Maria BC has made a habit out of interrogating time. In a 2022 interview with electronic artist Rachika Nayar, the Ohio-born, Oakland-based singer/songwriter joked about their inclination to use the uncommon quintuple meter in their music, noting it felt like an “inherent rhythm.” Much of Maria BC’s past work—on their 2021 EP Devil’s Rain and last year’s debut LP Hyaline—covered long-forgotten memories and unknown futures, told in staggered downbeats and ghostly, floating phrases.
But their newest album, the masterful Spike Field, isn’t just interested in mere questions: It aspires to tear apart time, inspect each shorn fabric and sew up each of its distant stretches to create a new, shimmering collage of the future-past.

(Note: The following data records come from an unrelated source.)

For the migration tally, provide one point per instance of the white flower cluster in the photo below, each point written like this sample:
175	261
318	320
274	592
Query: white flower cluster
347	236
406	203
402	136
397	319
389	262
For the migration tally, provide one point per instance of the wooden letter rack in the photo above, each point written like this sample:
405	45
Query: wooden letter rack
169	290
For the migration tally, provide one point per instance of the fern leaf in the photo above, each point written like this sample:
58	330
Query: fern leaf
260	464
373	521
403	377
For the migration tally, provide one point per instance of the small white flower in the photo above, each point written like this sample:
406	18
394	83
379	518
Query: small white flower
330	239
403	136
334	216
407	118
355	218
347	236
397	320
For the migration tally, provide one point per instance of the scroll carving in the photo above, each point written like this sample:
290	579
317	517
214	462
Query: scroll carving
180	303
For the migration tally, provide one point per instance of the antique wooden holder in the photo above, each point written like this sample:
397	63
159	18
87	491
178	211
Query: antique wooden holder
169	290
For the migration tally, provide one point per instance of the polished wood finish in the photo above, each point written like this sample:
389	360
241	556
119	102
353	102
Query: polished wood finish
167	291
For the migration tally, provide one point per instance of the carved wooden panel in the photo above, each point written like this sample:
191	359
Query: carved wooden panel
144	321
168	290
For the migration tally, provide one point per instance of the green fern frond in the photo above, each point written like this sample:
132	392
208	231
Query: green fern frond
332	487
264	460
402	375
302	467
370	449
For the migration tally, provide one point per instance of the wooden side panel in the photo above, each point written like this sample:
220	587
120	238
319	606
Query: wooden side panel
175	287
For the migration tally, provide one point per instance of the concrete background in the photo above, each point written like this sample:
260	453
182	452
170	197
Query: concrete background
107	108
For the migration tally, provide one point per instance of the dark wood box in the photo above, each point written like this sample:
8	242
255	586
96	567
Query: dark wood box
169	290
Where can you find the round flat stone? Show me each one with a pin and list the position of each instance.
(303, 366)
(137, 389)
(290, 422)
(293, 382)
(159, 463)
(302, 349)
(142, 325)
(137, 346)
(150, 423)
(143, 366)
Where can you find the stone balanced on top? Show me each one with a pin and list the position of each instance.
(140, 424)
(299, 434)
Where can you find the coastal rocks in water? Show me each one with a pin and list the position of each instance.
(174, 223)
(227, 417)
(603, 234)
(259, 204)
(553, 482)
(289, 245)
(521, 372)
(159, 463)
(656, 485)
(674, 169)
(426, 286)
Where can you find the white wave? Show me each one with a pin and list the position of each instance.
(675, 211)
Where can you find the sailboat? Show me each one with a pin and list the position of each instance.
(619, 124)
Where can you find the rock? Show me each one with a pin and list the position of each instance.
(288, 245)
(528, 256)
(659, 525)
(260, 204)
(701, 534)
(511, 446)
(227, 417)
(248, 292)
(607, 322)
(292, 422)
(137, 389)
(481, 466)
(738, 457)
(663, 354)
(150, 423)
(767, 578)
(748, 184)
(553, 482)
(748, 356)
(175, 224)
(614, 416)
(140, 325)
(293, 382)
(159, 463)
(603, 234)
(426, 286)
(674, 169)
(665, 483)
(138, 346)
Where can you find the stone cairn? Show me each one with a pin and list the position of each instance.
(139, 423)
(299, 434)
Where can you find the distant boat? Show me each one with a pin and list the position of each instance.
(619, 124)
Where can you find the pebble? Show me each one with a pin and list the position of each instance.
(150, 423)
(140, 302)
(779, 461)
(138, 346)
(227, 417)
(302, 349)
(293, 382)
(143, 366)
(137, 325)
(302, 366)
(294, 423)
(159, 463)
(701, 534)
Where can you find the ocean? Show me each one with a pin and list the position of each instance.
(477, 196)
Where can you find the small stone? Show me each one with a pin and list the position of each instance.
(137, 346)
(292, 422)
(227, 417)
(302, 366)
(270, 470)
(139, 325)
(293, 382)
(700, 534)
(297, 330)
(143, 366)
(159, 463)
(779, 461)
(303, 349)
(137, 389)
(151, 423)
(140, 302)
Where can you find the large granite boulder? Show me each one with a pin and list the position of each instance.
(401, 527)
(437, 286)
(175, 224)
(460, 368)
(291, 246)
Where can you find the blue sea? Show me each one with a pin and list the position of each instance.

Within its intricately textured synth patterns, off-tune piano lines and yearning mezzo-soprano are tellings of intimate histories: some are past lessons; others are future warnings. The album’s first two tracks, “Amber” and “Watcher,” sound like a dual plea; plaintive guitar plucks and cautious swells of static and synth pads in the former seamlessly lead into the more explosive latter, where choraling cries attempt to comfort a wayward friend: “Weren’t you on your knees? / Weren’t you closing a broken seam?” Maria BC’s voice, based in the church and classically trained, glides into a differently risen peak at each phrase, accenting the word “on” with such grandeur that I nearly always get shivers when I listen—would that we all had a friend so willingly attuned to our mental recovery.
Spike Field is an overwhelmingly expansive sequel to Hyaline, building on the former’s melancholy sound and almost-pop melodies with full arrangements that soar but don’t suffocate. Maria BC chose, for the first time, to have another person mix their album—the artist Ruairi O’Brien—and the result allows for each of its delicate sonic elements to be heard clearly and with purpose, like in “Lacuna,” a breathless instrumental march into distortion. But this isn’t a polished record, nor does it want to be—throughout, you can hear the doubling of Maria BC’s voice just a millisecond off of each other, creating the tiniest of echoes that could persist eternally. Likewise on “Haruspex,” a dusty blue-collar lament on bodily sacrifice, conflicting guitar licks run through each other but never in competition, reflecting the many worries that a physical form carries: “Is my body right?” Maria BC wonders among the sound of metallic rattling. “A pound of flesh, a dime for the haruspex.”